Saturday, September 1, 2012

Huerta de Soto on Justinian’s Digest 16.3.25.1

Here is Huerta de Soto’s interpretation and translation of Justinian’s Digest 16.3.25.1 in Money, Bank Credit and Economic Cycles (2012), which is a quotation from the Classical jurist Papinian (142–212 AD):
“Roman jurists established that when a depositary [sc. in an irregular deposit - LK] failed to comply with the obligation to immediately return the tantundem upon request, not only was he clearly guilty of the prior crime of theft, but he was also liable for payment of interest on arrears. Accordingly, Papinian states:
He who receives the deposit of an unsealed package of money and agrees to return the same amount, yet uses this money for his own profit, must pay interest for the delay in returning the deposit.
(Huerta de Soto 2012: 32).
Huerta de Soto makes a similar statement on p. 65 of Money, Bank Credit and Economic Cycles, citing the Digest 16.3.25.1.

Now Huerta de Soto is correct that the passage in question says that interest must be paid if the person owing the tantundem is in default. But he is utterly incorrect in saying that the Roman jurists though that the guilty party was also “clearly guilty of the prior crime of theft.” That is not what the passage says.

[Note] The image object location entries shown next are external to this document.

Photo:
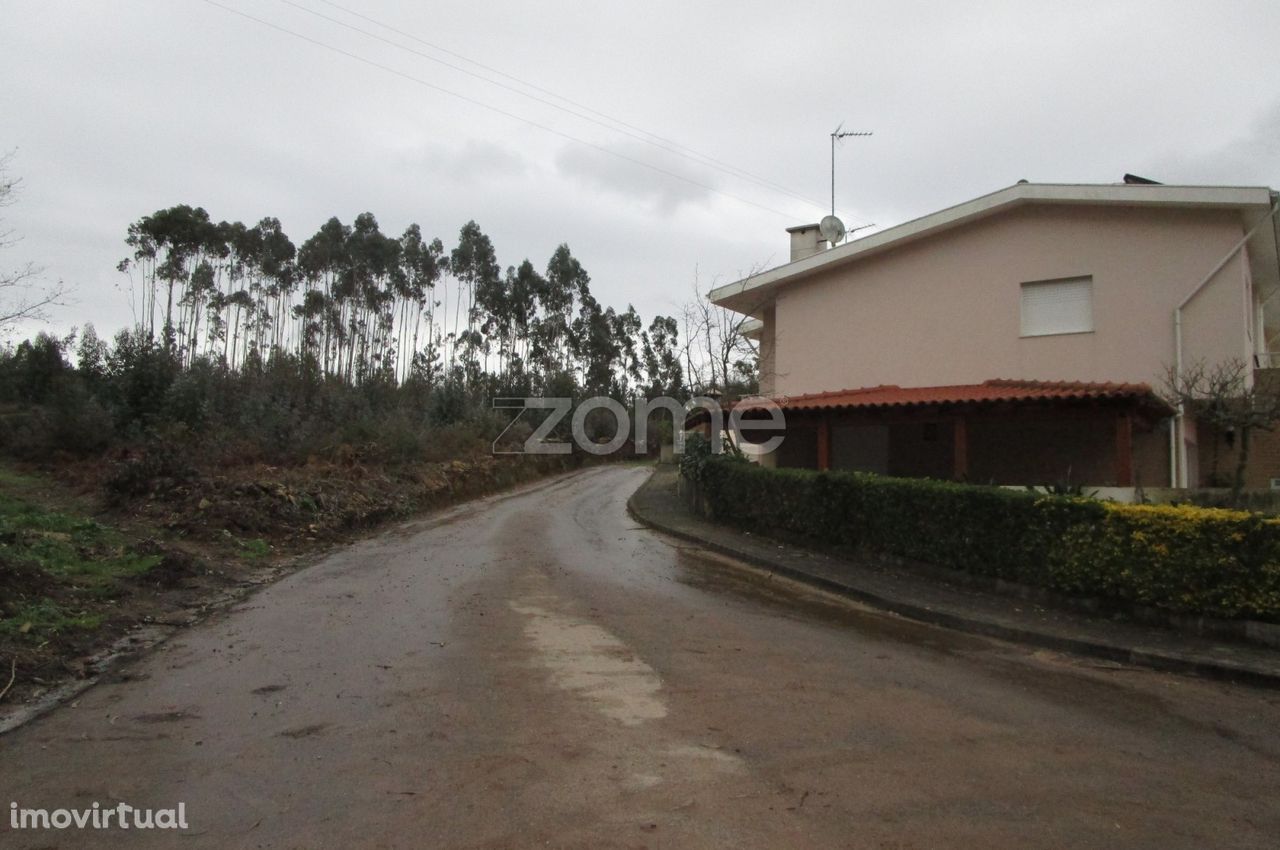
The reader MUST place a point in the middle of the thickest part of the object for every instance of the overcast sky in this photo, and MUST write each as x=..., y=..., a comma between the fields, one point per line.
x=119, y=108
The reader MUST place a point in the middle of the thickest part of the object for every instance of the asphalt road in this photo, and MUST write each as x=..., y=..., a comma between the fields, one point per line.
x=534, y=670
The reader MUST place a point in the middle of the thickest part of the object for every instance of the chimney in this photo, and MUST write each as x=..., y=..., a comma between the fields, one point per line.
x=805, y=241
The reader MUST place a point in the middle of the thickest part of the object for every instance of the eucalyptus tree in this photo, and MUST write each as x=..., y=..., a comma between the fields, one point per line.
x=320, y=263
x=475, y=266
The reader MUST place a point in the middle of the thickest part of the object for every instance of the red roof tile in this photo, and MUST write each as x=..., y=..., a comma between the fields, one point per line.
x=986, y=392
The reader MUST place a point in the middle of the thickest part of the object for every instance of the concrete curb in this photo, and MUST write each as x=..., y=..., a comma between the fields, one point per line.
x=1162, y=661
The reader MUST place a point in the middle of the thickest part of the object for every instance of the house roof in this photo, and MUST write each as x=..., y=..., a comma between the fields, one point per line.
x=752, y=295
x=990, y=392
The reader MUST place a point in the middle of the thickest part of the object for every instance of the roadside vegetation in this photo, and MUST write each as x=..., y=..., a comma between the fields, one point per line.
x=1183, y=560
x=270, y=398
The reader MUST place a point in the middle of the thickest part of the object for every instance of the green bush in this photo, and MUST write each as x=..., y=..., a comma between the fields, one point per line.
x=1179, y=558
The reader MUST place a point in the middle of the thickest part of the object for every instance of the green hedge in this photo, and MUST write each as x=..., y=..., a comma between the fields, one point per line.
x=1185, y=560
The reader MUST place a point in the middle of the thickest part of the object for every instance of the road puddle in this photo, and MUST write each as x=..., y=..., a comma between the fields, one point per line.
x=594, y=665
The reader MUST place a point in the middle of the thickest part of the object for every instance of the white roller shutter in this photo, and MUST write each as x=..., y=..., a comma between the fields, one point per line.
x=1057, y=306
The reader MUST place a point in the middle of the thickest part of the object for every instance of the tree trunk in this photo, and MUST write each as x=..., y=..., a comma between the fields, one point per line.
x=1240, y=464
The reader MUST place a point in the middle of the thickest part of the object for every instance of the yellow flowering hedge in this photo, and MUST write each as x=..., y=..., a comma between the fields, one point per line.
x=1188, y=560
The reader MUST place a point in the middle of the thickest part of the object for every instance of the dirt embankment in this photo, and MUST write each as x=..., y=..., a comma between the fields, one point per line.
x=85, y=566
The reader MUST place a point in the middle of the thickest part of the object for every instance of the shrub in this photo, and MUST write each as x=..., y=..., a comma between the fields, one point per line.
x=1179, y=558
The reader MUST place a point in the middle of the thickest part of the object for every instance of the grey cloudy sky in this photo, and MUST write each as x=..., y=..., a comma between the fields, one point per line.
x=124, y=106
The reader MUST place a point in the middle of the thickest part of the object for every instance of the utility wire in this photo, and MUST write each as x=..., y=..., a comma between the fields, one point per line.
x=498, y=110
x=615, y=124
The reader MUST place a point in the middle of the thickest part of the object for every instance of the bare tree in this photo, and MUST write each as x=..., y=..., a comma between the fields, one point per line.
x=22, y=295
x=717, y=352
x=1224, y=397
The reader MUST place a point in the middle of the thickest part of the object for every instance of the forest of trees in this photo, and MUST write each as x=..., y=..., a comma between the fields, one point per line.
x=246, y=343
x=356, y=304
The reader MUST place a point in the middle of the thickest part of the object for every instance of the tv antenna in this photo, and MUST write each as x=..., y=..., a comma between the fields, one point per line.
x=832, y=228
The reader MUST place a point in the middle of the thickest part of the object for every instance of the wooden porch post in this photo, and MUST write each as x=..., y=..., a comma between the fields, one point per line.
x=823, y=443
x=960, y=449
x=1124, y=449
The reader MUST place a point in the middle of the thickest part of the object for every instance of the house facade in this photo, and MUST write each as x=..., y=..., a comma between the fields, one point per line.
x=1019, y=338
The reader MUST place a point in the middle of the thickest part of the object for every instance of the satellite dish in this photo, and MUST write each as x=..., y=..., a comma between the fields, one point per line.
x=832, y=229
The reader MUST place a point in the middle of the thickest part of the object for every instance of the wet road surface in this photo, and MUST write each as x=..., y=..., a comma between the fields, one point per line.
x=535, y=670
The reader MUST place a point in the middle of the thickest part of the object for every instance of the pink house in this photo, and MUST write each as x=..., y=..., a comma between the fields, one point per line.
x=1016, y=338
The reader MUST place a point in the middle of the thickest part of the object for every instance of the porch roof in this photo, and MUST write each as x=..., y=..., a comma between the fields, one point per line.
x=990, y=392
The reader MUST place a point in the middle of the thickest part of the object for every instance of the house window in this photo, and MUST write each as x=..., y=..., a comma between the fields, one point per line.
x=1057, y=306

Let us look at the original Latin with my more literal translation:
Qui pecuniam apud se non obsignatam, ut tantundem redderet, depositam ad usus proprios convertit, post moram in usuras quoque iudicio depositi condemnandus est.

“He who uses money deposited with him not sealed up, so that he should restore a tantundem, if he defaults [sc. in payment] must also be condemned in an action on deposit (actio depositi) to [sc. pay] interest.” (Digest 16.3.25.1; my translation).
In Roman law, if you deposited money unsealed or not contained in a box, it was not considered a bailment (or depositum regulare). It was either a mutuum (a loan for consumption) or in later law an irregular deposit (depositum irregulare), the latter being very much like a mutuum too.

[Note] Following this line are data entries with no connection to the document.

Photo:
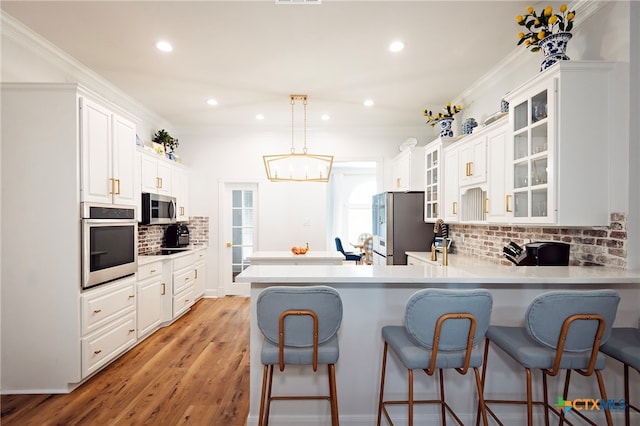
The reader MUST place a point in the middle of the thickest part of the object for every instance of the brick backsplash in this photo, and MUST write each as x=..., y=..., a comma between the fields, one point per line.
x=605, y=246
x=150, y=237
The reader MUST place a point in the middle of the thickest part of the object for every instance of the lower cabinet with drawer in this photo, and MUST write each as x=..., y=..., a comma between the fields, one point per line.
x=151, y=291
x=108, y=323
x=183, y=284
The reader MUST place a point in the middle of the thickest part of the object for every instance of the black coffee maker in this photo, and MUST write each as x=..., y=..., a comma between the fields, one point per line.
x=176, y=236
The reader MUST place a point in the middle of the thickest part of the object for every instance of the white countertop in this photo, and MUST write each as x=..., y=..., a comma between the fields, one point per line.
x=143, y=259
x=311, y=254
x=461, y=270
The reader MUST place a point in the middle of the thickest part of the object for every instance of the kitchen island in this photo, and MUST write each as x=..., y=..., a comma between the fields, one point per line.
x=376, y=296
x=288, y=258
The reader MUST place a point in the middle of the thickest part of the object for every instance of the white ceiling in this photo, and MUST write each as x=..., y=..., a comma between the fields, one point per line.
x=251, y=55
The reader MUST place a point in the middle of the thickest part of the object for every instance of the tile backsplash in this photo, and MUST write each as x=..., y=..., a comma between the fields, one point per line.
x=604, y=246
x=150, y=237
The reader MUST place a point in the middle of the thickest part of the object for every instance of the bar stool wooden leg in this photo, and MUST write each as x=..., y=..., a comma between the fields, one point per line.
x=603, y=395
x=481, y=405
x=410, y=404
x=529, y=399
x=263, y=394
x=627, y=410
x=333, y=394
x=382, y=374
x=443, y=412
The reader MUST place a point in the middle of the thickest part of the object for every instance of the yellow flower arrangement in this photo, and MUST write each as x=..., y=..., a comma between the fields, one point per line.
x=543, y=24
x=449, y=111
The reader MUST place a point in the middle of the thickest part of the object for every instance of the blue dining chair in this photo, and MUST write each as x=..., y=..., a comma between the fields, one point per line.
x=441, y=330
x=348, y=255
x=300, y=326
x=624, y=345
x=563, y=331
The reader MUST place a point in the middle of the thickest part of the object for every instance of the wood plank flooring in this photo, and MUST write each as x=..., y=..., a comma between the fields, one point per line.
x=194, y=372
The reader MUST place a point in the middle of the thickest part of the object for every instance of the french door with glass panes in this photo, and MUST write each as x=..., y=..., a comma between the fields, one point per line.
x=239, y=230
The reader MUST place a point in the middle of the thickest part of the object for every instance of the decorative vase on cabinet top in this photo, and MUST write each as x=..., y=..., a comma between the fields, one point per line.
x=554, y=48
x=445, y=127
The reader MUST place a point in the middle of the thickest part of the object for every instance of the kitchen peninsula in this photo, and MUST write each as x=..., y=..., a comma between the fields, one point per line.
x=288, y=258
x=376, y=296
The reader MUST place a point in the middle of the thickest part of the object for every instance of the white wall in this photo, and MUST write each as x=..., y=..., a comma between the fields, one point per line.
x=235, y=154
x=285, y=209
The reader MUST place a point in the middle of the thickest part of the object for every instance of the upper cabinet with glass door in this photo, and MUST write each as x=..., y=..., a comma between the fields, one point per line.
x=433, y=177
x=558, y=152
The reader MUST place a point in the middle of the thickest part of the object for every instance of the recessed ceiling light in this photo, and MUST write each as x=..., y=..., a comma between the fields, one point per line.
x=164, y=46
x=396, y=46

In fact, the Digest 19.2.31 tells us quite clearly that when money was left unsealed with someone (and implicitly even a banker) it was not a bailment:
idem iuris esse in deposito: nam si quis pecuniam numeratam ita deposuisset, ut neque clusam neque obsignatam traderet, sed adnumeraret, nihil alius eum debere apud quem deposita esset, nisi tantundem pecuniae solveret.

“The same rule of law applies to deposits, for where a party has deposited a sum of money without having enclosed it in anything, or sealed it up, but simply after counting it, the party with whom it is left is not bound to do anything but repay the same amount of money [tantundem]” (Digest 19.2.31; trans. from Scott 1932).
Therefore the guilty party described in Digest 16.3.25.1 was not guilty of the “prior crime of theft.” Why? Let us look at the translation again:
Qui pecuniam apud se non obsignatam, ut tantundem redderet, depositam ad usus proprios convertit, post moram in usuras quoque iudicio depositi condemnandus est.

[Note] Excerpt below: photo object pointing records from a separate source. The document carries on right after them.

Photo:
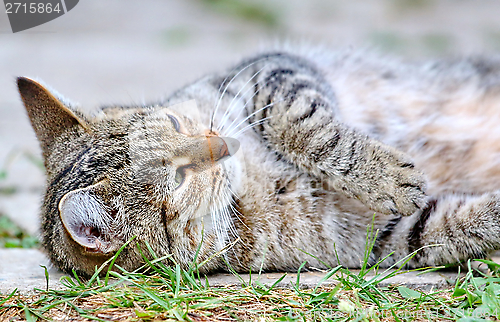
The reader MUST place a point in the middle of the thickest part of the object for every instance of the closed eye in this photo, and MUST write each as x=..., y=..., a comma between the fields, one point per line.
x=175, y=122
x=180, y=175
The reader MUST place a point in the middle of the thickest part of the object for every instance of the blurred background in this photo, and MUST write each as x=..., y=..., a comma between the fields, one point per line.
x=125, y=51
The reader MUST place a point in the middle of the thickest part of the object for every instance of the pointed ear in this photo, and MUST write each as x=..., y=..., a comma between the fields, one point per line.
x=49, y=116
x=88, y=219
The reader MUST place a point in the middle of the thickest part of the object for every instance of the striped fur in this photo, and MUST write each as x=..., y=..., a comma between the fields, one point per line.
x=330, y=143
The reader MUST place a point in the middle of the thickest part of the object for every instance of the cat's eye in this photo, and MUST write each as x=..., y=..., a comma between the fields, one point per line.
x=175, y=122
x=179, y=177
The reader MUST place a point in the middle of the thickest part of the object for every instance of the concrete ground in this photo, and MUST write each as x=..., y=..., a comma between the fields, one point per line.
x=113, y=51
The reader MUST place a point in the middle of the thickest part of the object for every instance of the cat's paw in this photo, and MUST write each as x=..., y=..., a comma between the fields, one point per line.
x=396, y=185
x=388, y=181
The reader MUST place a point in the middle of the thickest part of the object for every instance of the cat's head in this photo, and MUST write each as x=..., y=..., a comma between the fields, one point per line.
x=147, y=172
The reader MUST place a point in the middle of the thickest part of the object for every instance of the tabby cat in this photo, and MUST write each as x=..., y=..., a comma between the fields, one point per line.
x=288, y=157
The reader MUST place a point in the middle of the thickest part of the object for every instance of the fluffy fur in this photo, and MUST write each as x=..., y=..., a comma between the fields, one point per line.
x=327, y=142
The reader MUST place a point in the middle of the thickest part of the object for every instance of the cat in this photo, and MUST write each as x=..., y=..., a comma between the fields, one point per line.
x=288, y=157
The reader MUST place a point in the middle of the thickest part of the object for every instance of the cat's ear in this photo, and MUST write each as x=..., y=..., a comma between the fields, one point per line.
x=89, y=219
x=49, y=116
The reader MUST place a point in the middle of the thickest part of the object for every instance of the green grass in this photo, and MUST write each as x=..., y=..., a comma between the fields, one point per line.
x=11, y=236
x=166, y=292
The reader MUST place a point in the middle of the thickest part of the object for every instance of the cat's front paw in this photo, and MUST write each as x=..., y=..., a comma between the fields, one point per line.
x=396, y=186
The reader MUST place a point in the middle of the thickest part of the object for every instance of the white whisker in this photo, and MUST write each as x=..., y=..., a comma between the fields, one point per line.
x=249, y=116
x=244, y=106
x=251, y=125
x=231, y=105
x=227, y=86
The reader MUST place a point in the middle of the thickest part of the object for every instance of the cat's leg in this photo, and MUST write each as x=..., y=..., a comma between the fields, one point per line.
x=295, y=111
x=450, y=229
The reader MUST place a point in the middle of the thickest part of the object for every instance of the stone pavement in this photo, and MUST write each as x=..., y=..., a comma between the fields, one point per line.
x=126, y=52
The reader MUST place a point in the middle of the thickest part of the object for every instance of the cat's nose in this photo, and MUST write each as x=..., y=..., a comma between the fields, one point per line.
x=222, y=147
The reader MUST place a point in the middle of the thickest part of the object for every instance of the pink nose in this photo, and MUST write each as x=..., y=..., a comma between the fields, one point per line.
x=221, y=147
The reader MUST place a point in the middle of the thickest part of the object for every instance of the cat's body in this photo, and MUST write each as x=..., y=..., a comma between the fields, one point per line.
x=335, y=142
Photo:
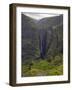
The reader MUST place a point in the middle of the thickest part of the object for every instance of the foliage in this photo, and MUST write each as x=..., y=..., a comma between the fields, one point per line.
x=44, y=67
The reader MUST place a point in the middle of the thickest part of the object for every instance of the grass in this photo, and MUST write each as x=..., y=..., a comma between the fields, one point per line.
x=46, y=67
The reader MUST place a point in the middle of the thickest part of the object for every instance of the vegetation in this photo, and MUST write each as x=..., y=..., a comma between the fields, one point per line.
x=45, y=67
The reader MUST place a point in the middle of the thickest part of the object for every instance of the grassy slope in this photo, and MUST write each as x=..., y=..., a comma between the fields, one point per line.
x=52, y=66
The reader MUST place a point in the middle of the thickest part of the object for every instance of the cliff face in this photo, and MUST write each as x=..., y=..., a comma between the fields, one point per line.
x=41, y=38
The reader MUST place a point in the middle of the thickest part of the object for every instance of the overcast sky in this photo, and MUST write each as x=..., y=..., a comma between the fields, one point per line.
x=40, y=16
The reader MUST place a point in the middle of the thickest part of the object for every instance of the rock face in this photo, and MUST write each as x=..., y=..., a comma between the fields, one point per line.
x=41, y=38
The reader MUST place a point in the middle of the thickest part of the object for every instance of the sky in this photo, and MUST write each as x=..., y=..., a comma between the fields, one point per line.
x=39, y=16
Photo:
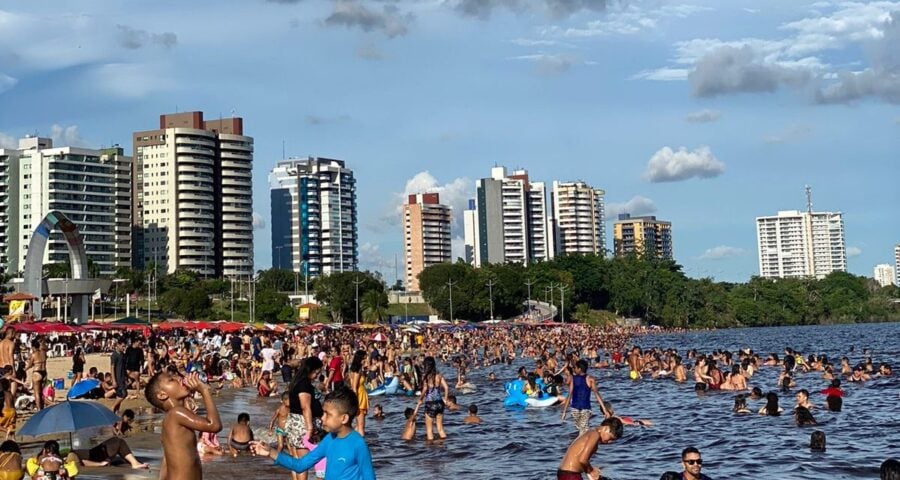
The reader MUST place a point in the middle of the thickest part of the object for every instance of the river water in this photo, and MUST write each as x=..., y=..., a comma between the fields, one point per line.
x=529, y=443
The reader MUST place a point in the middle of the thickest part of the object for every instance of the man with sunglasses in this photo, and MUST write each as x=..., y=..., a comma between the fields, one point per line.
x=690, y=458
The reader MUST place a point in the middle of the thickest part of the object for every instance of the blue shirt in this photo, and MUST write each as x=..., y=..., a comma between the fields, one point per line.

“He who uses money deposited with him not sealed up, so that he should restore a tantundem, if he defaults [sc. in payment] must also be condemned in an action on deposit (actio depositi) to [sc. pay] interest.” (Digest 16.3.25; my translation).
The money left on “deposit” is not a bailment, but an irregular deposit. The text does not say that the guilty party had committed “theft” in using the money, for Roman law allowed the holder of the money given as an irregular deposit to use that money as he pleased, just as in a mutuum contract. Despite Huerta de Soto, nor did Roman law require the banker to keep some amount of money equivalent to the initial deposit available for all depositors at all times. Fractional reserve banking was perfectly legal and acceptable.

The text is telling us that, if the party who owed the money defaulted in payment, he was also to be required by law to pay interest in compensation to the “depositor,” in addition to the principal sum owed (this is the significance of the Latin word quoque meaning “also” in the text), when he brought an action or law suit for recovery of the money (or “action on deposit”).

That is all the text says, and Huerta de Soto’s interpretation of it is wrong.


BIBLIOGRAPHY

Huerta de Soto, J. 2012. Money, Bank Credit and Economic Cycles (3rd edn.; trans. M. A. Stroup), Ludwig von Mises Institute, Auburn, Ala.

Scott, S. P. 1932. The Civil Law. Central Trust Co., Cincinnati.